Clickbaiting aside, theoretically, pretraining is still a good idea:
Let’s try to make use of the troves of unlabeled, pre-treatment single-cell RNASeq data to teach the system biological fundamentals. Then the actual training on the targeted, expensive, and scarce data doesn’t have to start from ground zero, so maybe it goes farther.
Before we dive in and talk about the results, a quick primer on pretraining.
What are we pretraining?
What does the AI really learn during pretraining? There is no shortage of fancy names like “language of life” or “fundamental biology” (yes, I am guilty too). But deep inside, it’s just correlations of gene expression. Something like this: if gene A is highly expressed and gene B is not expressed, then most likely gene C is highly expressed as well.
Some articles mention learning gene regulatory networks (GRNs). It’s the same thing. If you take these complex correlations, simplify them to 1-to-1 rules and chain them together, what you get is a GRN.
The way most bioGPTs go about this pretraining is that we mask some of the expression values, and ask the system to predict them.
Here’s how it would look in an LLM:
It’s like asking the system to correct some broken English. There’s a word that’s clearly wrong there, what the author could have intended?
Proof of the pudding
So one of our research teams went in, and did the same thing - masked out 15% of the gene expressions in all samples. They then ran a pre-training on scRNASeq data from CELLxGENE, 30M cells (filtering out 10% of the original 33M samples not coming from the 10x Genomics platform).
It worked perfectly. The predictions had a 76% correlation with the ground truth, the same as experimental replicates. Great!
Then came fine-tuning. Ultimately we want to understand how drugs affect the cells. We want to be able to predict how their transcriptomic landscape looks after treatment. So we added some perturbation data.

Not much difference. If anything, fine-tuning made the training slightly worse. So to understand drug response1, pretraining was not really helpful. But maybe we were doing it wrong. How much information is really there in untreated RNA data?
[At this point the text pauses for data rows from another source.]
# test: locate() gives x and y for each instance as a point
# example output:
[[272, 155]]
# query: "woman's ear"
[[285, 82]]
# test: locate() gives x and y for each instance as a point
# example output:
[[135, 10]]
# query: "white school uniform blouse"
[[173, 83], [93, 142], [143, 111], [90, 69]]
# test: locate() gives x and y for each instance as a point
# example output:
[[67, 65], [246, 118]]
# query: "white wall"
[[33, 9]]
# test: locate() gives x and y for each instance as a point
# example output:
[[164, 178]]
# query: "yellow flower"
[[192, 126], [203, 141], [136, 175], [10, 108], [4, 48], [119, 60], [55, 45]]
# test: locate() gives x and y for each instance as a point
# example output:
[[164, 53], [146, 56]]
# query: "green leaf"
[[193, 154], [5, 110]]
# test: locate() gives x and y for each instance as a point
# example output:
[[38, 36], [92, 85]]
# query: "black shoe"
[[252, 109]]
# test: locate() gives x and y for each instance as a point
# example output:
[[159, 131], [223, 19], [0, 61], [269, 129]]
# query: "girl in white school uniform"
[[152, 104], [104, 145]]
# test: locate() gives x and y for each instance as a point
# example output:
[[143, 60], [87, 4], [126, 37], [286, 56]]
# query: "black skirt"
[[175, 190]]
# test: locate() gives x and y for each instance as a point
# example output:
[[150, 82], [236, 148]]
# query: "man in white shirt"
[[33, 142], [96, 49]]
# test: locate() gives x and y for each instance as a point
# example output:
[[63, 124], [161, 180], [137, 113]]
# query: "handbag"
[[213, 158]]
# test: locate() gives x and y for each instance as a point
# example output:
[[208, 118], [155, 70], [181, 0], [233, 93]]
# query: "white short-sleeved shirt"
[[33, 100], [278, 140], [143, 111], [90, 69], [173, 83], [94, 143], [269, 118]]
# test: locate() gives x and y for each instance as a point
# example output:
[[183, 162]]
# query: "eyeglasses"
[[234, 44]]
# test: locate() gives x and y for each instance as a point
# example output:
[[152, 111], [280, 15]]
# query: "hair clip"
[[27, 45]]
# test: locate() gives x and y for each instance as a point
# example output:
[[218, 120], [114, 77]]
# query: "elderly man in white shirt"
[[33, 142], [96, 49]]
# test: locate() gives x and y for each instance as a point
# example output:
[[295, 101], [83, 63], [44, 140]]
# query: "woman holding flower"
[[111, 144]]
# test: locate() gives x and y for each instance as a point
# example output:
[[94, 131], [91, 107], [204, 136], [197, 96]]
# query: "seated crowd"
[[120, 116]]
Less information than you think
So the team went back to work. The interesting moment came with a set of experiments where they started increasing the ratio of masked genes.
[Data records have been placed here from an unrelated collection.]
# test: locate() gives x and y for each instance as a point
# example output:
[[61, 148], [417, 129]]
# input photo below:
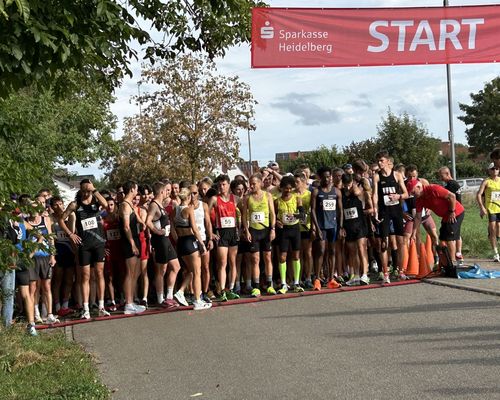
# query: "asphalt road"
[[409, 342]]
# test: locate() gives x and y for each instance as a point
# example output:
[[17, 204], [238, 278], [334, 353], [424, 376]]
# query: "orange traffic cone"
[[413, 266], [424, 269], [430, 253]]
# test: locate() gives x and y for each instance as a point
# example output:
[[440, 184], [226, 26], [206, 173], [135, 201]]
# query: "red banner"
[[300, 37]]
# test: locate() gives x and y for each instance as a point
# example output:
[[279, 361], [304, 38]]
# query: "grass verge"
[[46, 367]]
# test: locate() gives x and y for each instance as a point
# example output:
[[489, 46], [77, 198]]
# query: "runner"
[[388, 191], [65, 258], [190, 245], [202, 217], [227, 246], [326, 204], [289, 211], [490, 207], [258, 221], [90, 240]]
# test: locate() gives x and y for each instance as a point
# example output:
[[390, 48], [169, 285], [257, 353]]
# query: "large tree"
[[187, 127], [482, 118], [39, 39]]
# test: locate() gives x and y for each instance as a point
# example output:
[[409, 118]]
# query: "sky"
[[302, 109]]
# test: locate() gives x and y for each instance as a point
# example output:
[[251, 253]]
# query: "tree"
[[40, 39], [187, 127], [320, 157], [482, 118], [409, 142]]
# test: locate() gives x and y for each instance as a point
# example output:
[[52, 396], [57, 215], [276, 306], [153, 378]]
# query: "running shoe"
[[354, 281], [283, 289], [179, 296], [297, 288], [52, 320], [85, 315], [63, 312], [333, 284], [308, 284], [205, 298], [170, 303], [223, 296], [199, 305], [31, 330], [103, 313], [133, 308], [231, 295]]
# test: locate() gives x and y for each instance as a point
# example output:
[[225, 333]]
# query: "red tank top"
[[226, 212]]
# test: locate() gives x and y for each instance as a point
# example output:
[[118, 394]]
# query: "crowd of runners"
[[181, 243]]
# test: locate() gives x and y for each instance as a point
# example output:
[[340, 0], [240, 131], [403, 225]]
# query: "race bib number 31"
[[227, 222], [89, 223], [329, 205]]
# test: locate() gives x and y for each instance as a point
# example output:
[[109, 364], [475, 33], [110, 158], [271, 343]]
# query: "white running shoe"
[[179, 296], [199, 305]]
Wait, what? We are at the experimental replicate level of predictivity even with all genes masked out? What does the system even base its predictions on?
Turns out the remaining information with all genes’ expressions masked out is which genes were even expressed in the cell to start with. Single-cell RNASeq differs from bulk in that it captures relatively little RNA from each individual cell, so what you see is just the most abundant genes rather than the the full transcriptome.
The issue isn’t that more information from RNASeq doesn’t help - that can be on us. The problem is that this piece of information is enough to get to experimental-level performance - ie. that’s all the information there is about single cells!
It seems that in pre-treatment cells the genes detected by scRNASeq are heavily correlated. Probably there aren’t that many major cell types to start with, and single-cell technology is not yet good enough to reliably detect smaller changes in individual cells.
Which leaves us with three possible consequences:
either the gene regulatory information in the data is not good enough
or we’re not extracting data the right way (there is additional information in how cells associate which we’re not using)
or healthy gene regulation is just not the right kind of information we need to understand drug response.
Thanks to our great Skunkworks Infinity team — Gerold Csendes, Gema Sanz, Bence Czako and Bence Szalai for working this out!
We could design a very specific task where the missing information is gene regulation, and pre-training does help - predicting unknown gene expression values post-perturbation given some of the post-treatment expression values from the same perturbation. The figure below shows the effect of pre-training. Whether this is useful in any practical application is anyone’s guess.